"This action takes the criminality of the spy agencies to an entirely new level,” London School of Economics data protection and internet rights experts Simon Davies told Sputnik on Friday. “The theft of encryption keys on such a huge scale exposes the agency [GCHQ] to a claim that it breached the Computer Misuse Act.”
Davies argued that the US Congress and the UK Parliament have to intervene to rein in the spying agencies.
“The agencies are clearly out of control. Oversight of their activities has failed almost entirely to bring them within the rule of law. If action is not taken soon, trust in electronic communications will vanish entirely,” he said.

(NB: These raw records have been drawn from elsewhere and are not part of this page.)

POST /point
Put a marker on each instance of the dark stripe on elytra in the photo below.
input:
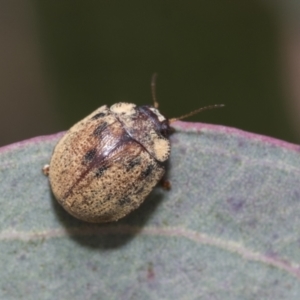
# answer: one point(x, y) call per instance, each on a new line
point(99, 161)
point(148, 171)
point(124, 201)
point(99, 129)
point(97, 116)
point(89, 156)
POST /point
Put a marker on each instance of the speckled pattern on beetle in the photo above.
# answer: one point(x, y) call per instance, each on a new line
point(105, 165)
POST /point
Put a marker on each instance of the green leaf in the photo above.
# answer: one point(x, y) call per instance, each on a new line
point(228, 229)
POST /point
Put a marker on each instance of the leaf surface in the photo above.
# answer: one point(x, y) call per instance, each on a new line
point(228, 229)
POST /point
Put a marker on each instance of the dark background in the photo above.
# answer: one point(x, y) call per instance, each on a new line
point(60, 60)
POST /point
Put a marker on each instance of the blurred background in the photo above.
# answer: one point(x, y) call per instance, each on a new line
point(60, 60)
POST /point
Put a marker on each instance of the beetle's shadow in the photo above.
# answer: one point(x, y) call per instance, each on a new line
point(109, 235)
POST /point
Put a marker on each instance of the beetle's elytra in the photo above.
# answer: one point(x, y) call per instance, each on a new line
point(105, 165)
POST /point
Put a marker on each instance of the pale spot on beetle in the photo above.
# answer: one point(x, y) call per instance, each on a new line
point(123, 108)
point(133, 163)
point(98, 116)
point(100, 171)
point(99, 129)
point(161, 149)
point(148, 171)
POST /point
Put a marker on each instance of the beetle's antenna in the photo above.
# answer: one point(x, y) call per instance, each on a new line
point(194, 112)
point(153, 90)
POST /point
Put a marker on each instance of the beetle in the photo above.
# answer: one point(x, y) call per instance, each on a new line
point(106, 164)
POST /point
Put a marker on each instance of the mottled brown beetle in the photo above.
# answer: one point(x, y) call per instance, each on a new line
point(106, 164)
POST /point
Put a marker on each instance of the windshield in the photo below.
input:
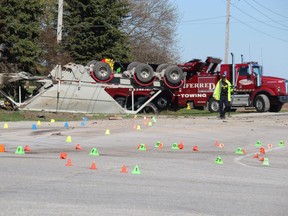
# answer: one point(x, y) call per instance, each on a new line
point(257, 70)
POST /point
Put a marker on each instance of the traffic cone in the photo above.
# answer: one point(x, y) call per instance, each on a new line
point(2, 148)
point(256, 155)
point(136, 170)
point(63, 155)
point(258, 144)
point(239, 151)
point(94, 152)
point(78, 147)
point(124, 169)
point(66, 125)
point(68, 139)
point(107, 132)
point(281, 143)
point(20, 150)
point(26, 148)
point(218, 160)
point(195, 148)
point(142, 147)
point(93, 165)
point(262, 150)
point(34, 127)
point(175, 146)
point(266, 162)
point(69, 162)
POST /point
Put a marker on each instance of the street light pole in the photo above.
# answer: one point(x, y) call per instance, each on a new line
point(60, 21)
point(227, 32)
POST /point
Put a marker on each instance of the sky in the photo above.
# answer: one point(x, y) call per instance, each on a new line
point(258, 31)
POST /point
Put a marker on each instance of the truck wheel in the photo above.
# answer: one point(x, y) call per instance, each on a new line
point(132, 65)
point(161, 67)
point(213, 105)
point(94, 62)
point(174, 74)
point(262, 103)
point(120, 101)
point(150, 108)
point(276, 108)
point(102, 71)
point(144, 73)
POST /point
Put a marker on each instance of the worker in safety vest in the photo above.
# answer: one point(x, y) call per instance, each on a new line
point(222, 93)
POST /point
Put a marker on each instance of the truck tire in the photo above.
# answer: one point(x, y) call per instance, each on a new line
point(174, 74)
point(132, 65)
point(276, 108)
point(120, 101)
point(94, 62)
point(161, 67)
point(144, 73)
point(262, 103)
point(213, 105)
point(102, 71)
point(150, 108)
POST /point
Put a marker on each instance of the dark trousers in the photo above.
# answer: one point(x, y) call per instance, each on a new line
point(223, 102)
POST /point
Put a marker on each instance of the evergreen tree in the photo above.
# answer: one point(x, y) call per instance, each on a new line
point(20, 29)
point(92, 30)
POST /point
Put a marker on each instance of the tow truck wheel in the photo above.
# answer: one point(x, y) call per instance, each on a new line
point(174, 74)
point(144, 73)
point(102, 71)
point(262, 103)
point(161, 67)
point(132, 65)
point(120, 101)
point(213, 105)
point(150, 108)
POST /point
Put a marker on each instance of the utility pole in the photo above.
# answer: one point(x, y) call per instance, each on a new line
point(60, 21)
point(227, 32)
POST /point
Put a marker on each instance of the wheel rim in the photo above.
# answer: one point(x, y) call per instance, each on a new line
point(145, 73)
point(259, 105)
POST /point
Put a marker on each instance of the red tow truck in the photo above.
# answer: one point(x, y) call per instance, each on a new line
point(251, 88)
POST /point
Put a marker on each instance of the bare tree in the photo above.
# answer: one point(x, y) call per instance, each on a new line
point(151, 27)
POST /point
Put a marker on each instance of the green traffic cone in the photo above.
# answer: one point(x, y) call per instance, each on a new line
point(20, 150)
point(266, 162)
point(142, 147)
point(281, 143)
point(94, 152)
point(218, 160)
point(175, 146)
point(239, 151)
point(258, 144)
point(136, 170)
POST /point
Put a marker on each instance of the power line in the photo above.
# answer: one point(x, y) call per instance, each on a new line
point(269, 9)
point(264, 14)
point(257, 19)
point(262, 32)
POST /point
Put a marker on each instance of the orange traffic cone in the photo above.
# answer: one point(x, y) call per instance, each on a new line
point(256, 155)
point(69, 162)
point(63, 155)
point(262, 150)
point(93, 165)
point(78, 147)
point(195, 148)
point(26, 148)
point(124, 169)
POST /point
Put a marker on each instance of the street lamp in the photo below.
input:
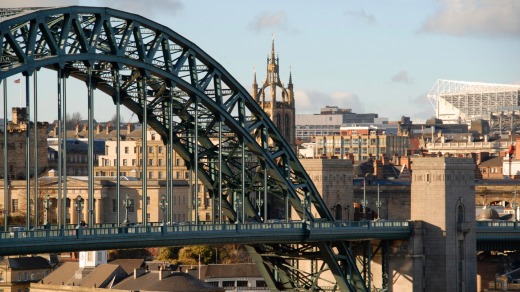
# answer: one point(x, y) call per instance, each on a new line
point(259, 204)
point(163, 204)
point(47, 204)
point(126, 203)
point(365, 196)
point(79, 207)
point(515, 206)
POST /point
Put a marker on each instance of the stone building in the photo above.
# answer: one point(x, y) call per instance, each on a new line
point(281, 109)
point(443, 197)
point(17, 273)
point(105, 199)
point(333, 179)
point(16, 150)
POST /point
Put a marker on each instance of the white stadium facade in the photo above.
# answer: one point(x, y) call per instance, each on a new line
point(457, 102)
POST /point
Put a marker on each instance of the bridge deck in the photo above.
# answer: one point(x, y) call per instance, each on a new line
point(62, 240)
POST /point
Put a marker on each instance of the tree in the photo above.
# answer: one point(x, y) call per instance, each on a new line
point(114, 119)
point(72, 120)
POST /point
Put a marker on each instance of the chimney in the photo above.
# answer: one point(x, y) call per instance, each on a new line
point(19, 115)
point(163, 273)
point(138, 272)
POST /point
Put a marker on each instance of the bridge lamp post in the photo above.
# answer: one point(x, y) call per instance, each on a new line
point(259, 204)
point(365, 196)
point(126, 203)
point(47, 204)
point(163, 204)
point(378, 203)
point(515, 206)
point(79, 208)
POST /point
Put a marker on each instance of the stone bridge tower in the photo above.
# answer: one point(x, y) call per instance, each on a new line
point(443, 197)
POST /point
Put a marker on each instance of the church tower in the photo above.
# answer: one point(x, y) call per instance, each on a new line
point(279, 104)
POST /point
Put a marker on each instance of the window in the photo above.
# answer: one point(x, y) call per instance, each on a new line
point(114, 205)
point(15, 205)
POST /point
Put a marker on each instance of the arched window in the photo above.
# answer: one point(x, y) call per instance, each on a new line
point(460, 214)
point(338, 212)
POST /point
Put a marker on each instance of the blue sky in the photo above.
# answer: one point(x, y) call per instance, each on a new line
point(371, 56)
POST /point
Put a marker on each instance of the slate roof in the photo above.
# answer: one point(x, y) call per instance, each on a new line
point(233, 271)
point(493, 162)
point(177, 281)
point(62, 275)
point(128, 265)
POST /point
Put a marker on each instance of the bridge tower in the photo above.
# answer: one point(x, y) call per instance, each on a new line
point(443, 197)
point(281, 110)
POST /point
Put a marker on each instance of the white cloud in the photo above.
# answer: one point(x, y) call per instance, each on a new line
point(37, 3)
point(361, 15)
point(402, 76)
point(269, 21)
point(310, 101)
point(147, 8)
point(475, 17)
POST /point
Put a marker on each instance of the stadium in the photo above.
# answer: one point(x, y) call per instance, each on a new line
point(460, 102)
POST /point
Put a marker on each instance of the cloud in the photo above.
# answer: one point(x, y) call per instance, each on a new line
point(475, 18)
point(402, 76)
point(269, 21)
point(361, 15)
point(147, 8)
point(37, 3)
point(311, 101)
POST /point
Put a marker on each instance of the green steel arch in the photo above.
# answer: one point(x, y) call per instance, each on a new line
point(172, 85)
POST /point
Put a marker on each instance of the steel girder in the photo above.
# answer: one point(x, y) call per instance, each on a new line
point(216, 126)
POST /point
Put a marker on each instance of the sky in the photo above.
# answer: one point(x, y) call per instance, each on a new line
point(371, 56)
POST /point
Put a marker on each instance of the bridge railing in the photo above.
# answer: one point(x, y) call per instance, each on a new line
point(156, 229)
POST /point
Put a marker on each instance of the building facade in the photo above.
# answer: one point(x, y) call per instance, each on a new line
point(276, 100)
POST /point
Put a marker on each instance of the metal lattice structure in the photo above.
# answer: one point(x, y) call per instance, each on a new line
point(200, 111)
point(461, 102)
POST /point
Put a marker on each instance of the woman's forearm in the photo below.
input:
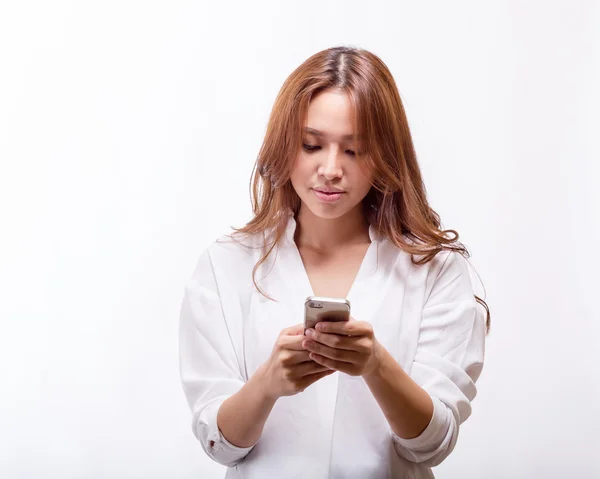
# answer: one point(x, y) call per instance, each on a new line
point(241, 417)
point(407, 407)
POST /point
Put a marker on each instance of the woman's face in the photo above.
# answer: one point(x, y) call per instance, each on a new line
point(327, 177)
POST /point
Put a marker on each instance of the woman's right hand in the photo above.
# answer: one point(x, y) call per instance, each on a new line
point(289, 370)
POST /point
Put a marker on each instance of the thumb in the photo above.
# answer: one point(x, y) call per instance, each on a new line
point(295, 330)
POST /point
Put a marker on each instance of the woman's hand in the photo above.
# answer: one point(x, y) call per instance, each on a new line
point(346, 346)
point(289, 370)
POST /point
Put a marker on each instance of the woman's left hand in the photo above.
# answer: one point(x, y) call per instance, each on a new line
point(347, 346)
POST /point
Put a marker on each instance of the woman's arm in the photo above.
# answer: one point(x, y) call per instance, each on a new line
point(241, 417)
point(425, 409)
point(407, 407)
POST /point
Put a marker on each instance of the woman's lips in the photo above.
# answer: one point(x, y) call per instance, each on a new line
point(328, 197)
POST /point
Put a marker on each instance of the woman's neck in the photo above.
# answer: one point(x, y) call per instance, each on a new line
point(325, 235)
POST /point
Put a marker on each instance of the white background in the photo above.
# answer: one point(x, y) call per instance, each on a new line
point(128, 131)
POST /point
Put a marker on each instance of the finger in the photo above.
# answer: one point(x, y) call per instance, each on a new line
point(345, 328)
point(343, 355)
point(313, 378)
point(308, 368)
point(296, 357)
point(336, 340)
point(290, 342)
point(331, 363)
point(293, 330)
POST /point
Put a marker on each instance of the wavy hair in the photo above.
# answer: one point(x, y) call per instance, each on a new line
point(396, 205)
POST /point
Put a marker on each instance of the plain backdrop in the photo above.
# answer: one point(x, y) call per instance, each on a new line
point(128, 132)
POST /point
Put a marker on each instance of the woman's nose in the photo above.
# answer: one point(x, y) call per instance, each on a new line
point(331, 167)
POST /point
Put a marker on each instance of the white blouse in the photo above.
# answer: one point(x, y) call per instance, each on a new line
point(425, 316)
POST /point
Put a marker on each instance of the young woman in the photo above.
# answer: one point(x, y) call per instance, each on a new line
point(340, 210)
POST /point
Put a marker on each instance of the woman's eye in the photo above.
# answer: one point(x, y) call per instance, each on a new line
point(310, 147)
point(315, 147)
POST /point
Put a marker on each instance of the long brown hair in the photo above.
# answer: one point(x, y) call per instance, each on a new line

“Sadly, the US Constitution does little to help all of the non-US citizens in the world who used phones with these potentially compromised chips,” Rouse said.
Rouse added that NSA’s and GCHQ’s desire to decrypt various communications clashes with the basic notions of privacy and freedom from government intrusion. “The indiscriminate ability for any government to monitor communications around the globe is an affront to basic privacy rights,” he said.
The details of the breach were discovered in a secret 2010 GCHQ document given to The Intercept by former NSA-contractor and whistleblower Edward Snowden.
Snowden’s leak of classified documents revealed that the NSA runs massive surveillance programs without a warrant, and searches through databases for private information about US citizens, foreigners and leaders of allied countries.